Southern Transylvania was a region of the Kingdom of Romania between 1940 and 1944, during World War II. The region of Transylvania, belonging entirely to Romania when the war started in 1939, was split in 1940 between Romania and Hungary, with the latter taking Northern Transylvania in the aftermath of the Second Vienna Award.

Overview
Timișoara was the largest city in Southern Transylvania, with a population of 116,878 as of April 1941. However, this city was located in the Banat sub-region. The largest city in Southern Transylvania-proper was Brașov, with a population of 84,557 as of April 1941. Southern Transylvania-proper had a population of just over 1.74 million people. 

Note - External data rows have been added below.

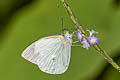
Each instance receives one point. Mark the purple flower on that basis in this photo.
(93, 40)
(82, 39)
(92, 32)
(79, 35)
(85, 44)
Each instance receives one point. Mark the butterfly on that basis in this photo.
(51, 54)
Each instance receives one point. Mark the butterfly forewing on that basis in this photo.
(51, 54)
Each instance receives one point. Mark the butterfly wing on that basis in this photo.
(51, 54)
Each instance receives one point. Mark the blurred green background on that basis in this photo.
(24, 21)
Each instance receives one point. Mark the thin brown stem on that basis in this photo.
(78, 26)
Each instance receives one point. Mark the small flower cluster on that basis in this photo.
(91, 40)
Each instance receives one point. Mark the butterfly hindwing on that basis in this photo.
(51, 54)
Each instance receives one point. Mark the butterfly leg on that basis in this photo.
(78, 45)
(75, 42)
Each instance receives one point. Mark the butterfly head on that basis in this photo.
(67, 36)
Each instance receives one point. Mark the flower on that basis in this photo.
(92, 32)
(79, 35)
(82, 39)
(93, 40)
(85, 44)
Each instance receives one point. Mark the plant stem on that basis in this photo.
(78, 26)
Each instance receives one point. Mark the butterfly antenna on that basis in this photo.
(62, 24)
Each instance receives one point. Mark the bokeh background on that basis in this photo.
(24, 21)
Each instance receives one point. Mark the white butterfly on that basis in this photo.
(51, 54)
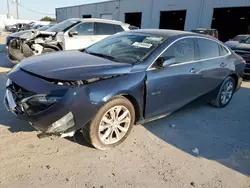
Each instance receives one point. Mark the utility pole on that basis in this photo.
(17, 4)
(17, 11)
(8, 6)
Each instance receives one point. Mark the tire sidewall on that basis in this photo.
(94, 125)
(220, 92)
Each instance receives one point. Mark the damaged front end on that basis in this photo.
(30, 44)
(24, 103)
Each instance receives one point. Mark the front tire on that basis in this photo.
(111, 125)
(225, 93)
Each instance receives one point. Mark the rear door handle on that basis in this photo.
(194, 71)
(223, 64)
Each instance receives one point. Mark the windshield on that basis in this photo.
(247, 41)
(45, 27)
(239, 38)
(126, 48)
(205, 32)
(62, 25)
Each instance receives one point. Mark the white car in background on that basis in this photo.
(71, 34)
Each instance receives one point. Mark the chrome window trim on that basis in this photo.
(192, 37)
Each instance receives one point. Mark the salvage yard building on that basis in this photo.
(229, 17)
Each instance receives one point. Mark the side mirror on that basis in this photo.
(72, 33)
(165, 61)
(242, 41)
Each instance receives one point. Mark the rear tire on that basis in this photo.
(225, 93)
(111, 125)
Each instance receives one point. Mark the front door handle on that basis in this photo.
(194, 71)
(223, 64)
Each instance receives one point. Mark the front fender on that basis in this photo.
(131, 84)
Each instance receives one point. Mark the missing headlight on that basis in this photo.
(38, 103)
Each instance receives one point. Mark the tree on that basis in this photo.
(48, 19)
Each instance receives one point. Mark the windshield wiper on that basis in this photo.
(103, 55)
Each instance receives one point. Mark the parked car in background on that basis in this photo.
(21, 33)
(129, 78)
(15, 27)
(32, 26)
(209, 32)
(70, 34)
(232, 43)
(243, 50)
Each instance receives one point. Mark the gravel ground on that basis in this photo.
(154, 155)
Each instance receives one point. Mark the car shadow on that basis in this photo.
(221, 135)
(78, 138)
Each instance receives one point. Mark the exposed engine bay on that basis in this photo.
(33, 43)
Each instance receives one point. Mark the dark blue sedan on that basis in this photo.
(129, 78)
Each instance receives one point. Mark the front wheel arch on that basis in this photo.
(131, 98)
(236, 79)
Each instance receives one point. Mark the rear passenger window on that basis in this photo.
(118, 28)
(223, 51)
(182, 50)
(208, 48)
(105, 29)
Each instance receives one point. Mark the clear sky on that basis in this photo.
(43, 6)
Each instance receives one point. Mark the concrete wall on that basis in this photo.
(199, 12)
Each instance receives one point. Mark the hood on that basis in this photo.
(31, 34)
(73, 66)
(18, 34)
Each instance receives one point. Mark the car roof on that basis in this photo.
(102, 21)
(203, 29)
(244, 35)
(162, 32)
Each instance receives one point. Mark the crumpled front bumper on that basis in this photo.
(69, 114)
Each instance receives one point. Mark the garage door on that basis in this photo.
(107, 16)
(231, 22)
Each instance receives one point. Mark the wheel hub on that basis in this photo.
(114, 124)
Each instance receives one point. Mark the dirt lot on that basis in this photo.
(154, 155)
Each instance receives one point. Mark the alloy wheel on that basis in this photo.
(114, 124)
(227, 92)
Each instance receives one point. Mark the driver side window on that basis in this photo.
(84, 28)
(183, 50)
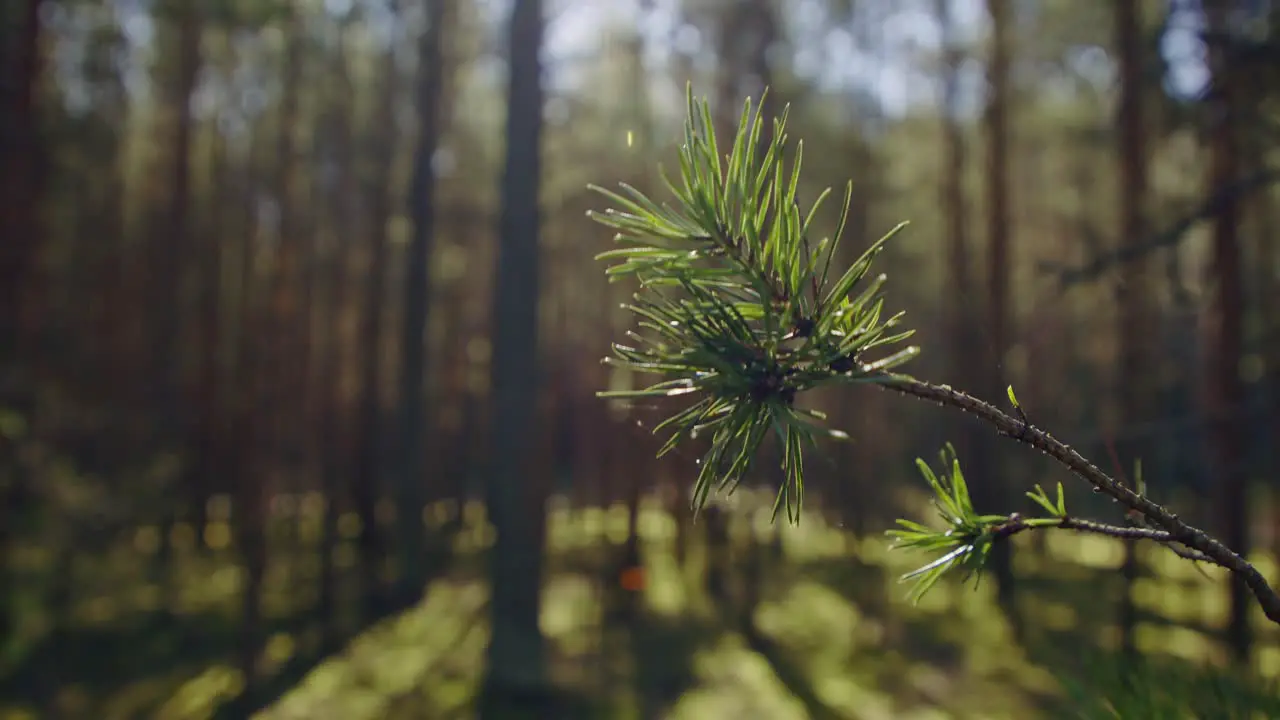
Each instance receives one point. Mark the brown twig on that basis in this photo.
(1156, 515)
(1015, 524)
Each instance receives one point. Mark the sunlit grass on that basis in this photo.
(831, 609)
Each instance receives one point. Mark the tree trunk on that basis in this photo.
(997, 279)
(170, 250)
(1224, 391)
(410, 466)
(516, 677)
(1132, 291)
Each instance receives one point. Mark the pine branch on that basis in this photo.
(736, 314)
(1155, 514)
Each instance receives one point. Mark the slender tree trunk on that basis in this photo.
(516, 678)
(170, 251)
(369, 424)
(410, 469)
(333, 445)
(1132, 291)
(18, 259)
(999, 264)
(1224, 391)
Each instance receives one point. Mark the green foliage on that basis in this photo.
(737, 309)
(1123, 688)
(968, 537)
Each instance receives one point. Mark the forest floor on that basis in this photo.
(830, 638)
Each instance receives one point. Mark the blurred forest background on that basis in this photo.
(301, 332)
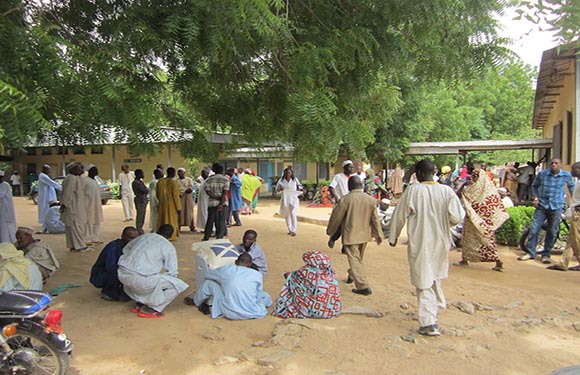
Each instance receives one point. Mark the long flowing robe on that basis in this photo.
(485, 213)
(431, 209)
(74, 215)
(41, 254)
(153, 204)
(202, 199)
(169, 204)
(47, 188)
(187, 204)
(16, 271)
(311, 291)
(7, 215)
(52, 223)
(235, 292)
(140, 271)
(94, 209)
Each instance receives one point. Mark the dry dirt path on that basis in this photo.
(525, 324)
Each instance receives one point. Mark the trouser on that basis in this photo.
(127, 201)
(215, 217)
(140, 219)
(355, 255)
(428, 303)
(75, 236)
(540, 216)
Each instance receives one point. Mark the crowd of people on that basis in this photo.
(143, 267)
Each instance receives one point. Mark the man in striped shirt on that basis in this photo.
(549, 200)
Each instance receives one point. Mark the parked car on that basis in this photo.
(103, 188)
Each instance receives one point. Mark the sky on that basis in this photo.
(529, 42)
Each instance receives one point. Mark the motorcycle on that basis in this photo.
(32, 340)
(561, 239)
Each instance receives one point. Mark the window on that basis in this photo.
(79, 150)
(97, 149)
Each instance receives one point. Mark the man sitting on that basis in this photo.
(16, 271)
(37, 251)
(250, 246)
(233, 291)
(104, 271)
(52, 222)
(148, 271)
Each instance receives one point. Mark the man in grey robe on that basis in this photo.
(148, 271)
(431, 209)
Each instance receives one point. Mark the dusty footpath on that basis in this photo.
(525, 320)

Southern Transylvania (including its adjacent regions to its West) had a total area of 59,000 square kilometers. Subtracting from this area the areas of the five counties to its West: Timiș-Torontal (7,600 square km), Caraș (4,693), Severin (6,422 square km), Arad (6,248 square km) and the half of Bihor (~3,700 square km) which remained in Romania after the Second Vienna Award, the area of Southern Transylvania-proper amounted to just over 30,000 square km.

Armaments industry

The following is a list of weapons produced during World War II and the years prior throughout the Romanian (Southern) part of Transylvania-proper.

Weapons

Transylvanian monthly armament production (October 1942)

Aircraft (armed)
IAR 80 (448 built)
IAR 37 (220 built)
IAR 79/SM.79 (67 built) 
Potez 25 (184 built)
Messerschmitt Bf 109 (17 built)
PZL P.11 (95 built)
PZL P.24 (25 built)

Ammunition
There were factories for the assembly and filling of artillery shells at Orăștie, Avrig and Copșa Mică. The one at Avrig was the largest, accounting for up to 40% of the total Romanian production of artillery shells. In 1942, the Nitramonia plant in Făgăraș started producing explosives.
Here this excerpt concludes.